Intel announced a significant $18.7 billion set of restructuring and asset impairment charges on Thursday in an effort to streamline its operations and boost its competitiveness. The chipmaker’s latest quarter saw a less severe revenue decline than expected, leading to a 10 per cent increase in its shares in after-market trading. The company’s forecast for the current quarter exceeded Wall Street estimates, with revenue expected to be between $13.3 billion and $14.3 billion and pro forma earnings per share of 12 cents.
The restructuring charges of $2.8 billion were related to a previously announced cost-cutting program aimed at reducing spending by $10 billion annually. Additionally, Intel took $15.9 billion in impairment charges on equipment and goodwill writedowns. While most of these costs were excluded from non-GAAP earnings, $3.1 billion of the charges were taken against non-GAAP profits, mainly due to a writedown of equipment acquired for chip production on the Intel 7 manufacturing node.

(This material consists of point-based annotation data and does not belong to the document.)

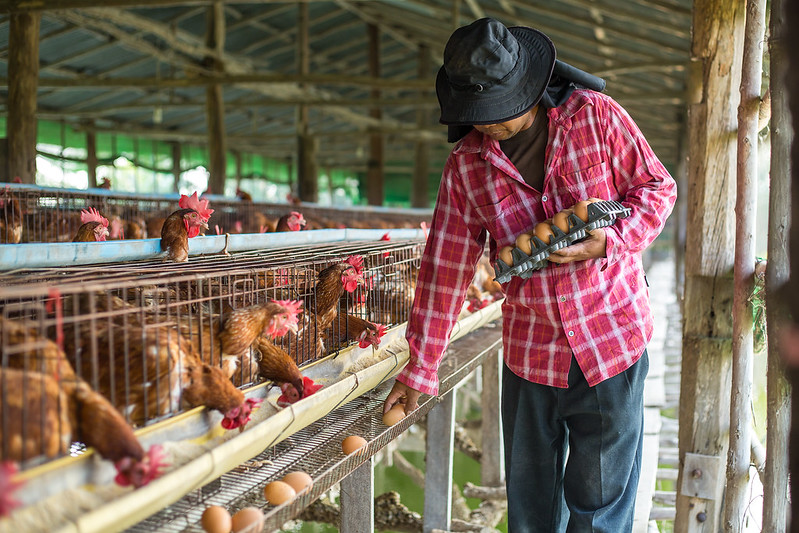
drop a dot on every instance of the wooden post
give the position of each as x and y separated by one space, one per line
439 446
792 293
176 155
23 75
491 462
421 164
215 103
778 391
713 83
736 497
307 171
237 158
357 499
91 157
374 167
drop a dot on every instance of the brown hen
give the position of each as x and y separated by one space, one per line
52 397
182 225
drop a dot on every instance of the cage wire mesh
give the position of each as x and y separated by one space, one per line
315 450
33 214
119 326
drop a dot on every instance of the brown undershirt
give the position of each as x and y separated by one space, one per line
527 150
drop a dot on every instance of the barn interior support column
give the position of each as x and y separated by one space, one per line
778 391
307 170
421 164
374 171
176 155
91 156
23 76
214 102
713 94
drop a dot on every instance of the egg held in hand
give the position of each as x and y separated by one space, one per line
543 230
506 255
394 415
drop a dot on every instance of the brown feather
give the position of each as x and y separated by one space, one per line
175 238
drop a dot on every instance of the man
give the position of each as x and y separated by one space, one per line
575 333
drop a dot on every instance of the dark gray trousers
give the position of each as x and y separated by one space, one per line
573 456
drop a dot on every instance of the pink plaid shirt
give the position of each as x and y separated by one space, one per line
597 310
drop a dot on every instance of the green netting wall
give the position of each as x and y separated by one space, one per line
141 165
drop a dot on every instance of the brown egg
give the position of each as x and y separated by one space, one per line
505 255
279 492
394 415
581 210
523 243
299 481
248 519
352 443
543 230
561 220
216 519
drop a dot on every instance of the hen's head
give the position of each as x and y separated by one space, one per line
194 223
371 336
8 485
295 221
239 416
292 392
353 275
285 319
101 228
138 473
197 204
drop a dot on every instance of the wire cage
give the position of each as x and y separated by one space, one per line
126 328
41 214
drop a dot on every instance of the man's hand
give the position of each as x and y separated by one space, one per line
399 392
591 248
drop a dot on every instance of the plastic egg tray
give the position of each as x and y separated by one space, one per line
600 214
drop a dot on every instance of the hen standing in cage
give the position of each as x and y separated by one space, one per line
182 225
147 369
45 407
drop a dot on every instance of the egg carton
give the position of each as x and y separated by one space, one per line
600 214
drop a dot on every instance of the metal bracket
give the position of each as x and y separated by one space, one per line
700 476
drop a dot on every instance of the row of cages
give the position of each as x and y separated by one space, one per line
156 340
36 214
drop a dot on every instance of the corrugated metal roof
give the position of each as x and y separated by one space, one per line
122 62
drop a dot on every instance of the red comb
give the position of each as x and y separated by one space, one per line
192 202
92 215
356 261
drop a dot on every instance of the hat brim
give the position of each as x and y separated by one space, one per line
516 97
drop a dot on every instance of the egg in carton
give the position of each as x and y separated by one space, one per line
600 214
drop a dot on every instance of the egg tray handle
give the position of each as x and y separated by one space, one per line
600 214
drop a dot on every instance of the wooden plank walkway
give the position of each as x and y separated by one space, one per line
656 496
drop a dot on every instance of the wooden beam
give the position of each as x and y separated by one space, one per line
176 155
91 158
707 334
778 390
214 100
736 496
421 171
307 146
23 70
228 79
374 176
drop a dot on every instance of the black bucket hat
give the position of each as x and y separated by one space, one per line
492 73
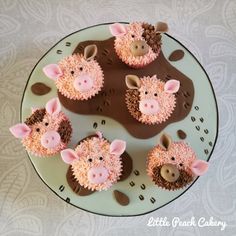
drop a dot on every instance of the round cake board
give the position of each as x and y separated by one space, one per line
201 127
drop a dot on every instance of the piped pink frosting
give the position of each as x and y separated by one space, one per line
95 148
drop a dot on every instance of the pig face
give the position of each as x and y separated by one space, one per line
173 165
78 77
46 132
95 162
156 99
138 44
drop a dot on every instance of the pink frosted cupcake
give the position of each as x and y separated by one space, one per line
149 100
96 163
173 165
77 77
138 44
46 132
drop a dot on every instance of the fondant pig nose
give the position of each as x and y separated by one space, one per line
139 48
149 106
169 172
50 139
83 83
97 175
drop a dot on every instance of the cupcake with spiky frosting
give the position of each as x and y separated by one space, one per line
138 44
149 100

As a result, Intel reported a non-GAAP loss of 46 cents per share for the quarter, significantly higher than the expected loss of 2 cents. CFO David Zinsner attributed the $3.1 billion charge to Intel’s overestimation of future chip demand during the pandemic, leading to the purchase of excess equipment that was never utilized.
Excluding this charge, Intel would have reported non-GAAP earnings of 17 cents per share for the quarter. Despite a 6 per cent decline in revenue to $13.3 billion, the company’s performance was seen as positive, especially with the upcoming launch of key new chips such as Lunar Lake for AI PCs and Granite Rapids for servers.
The rebound in Intel’s shares provided a welcome relief after a year of significant stock price declines, signaling investor confidence in the company’s future prospects.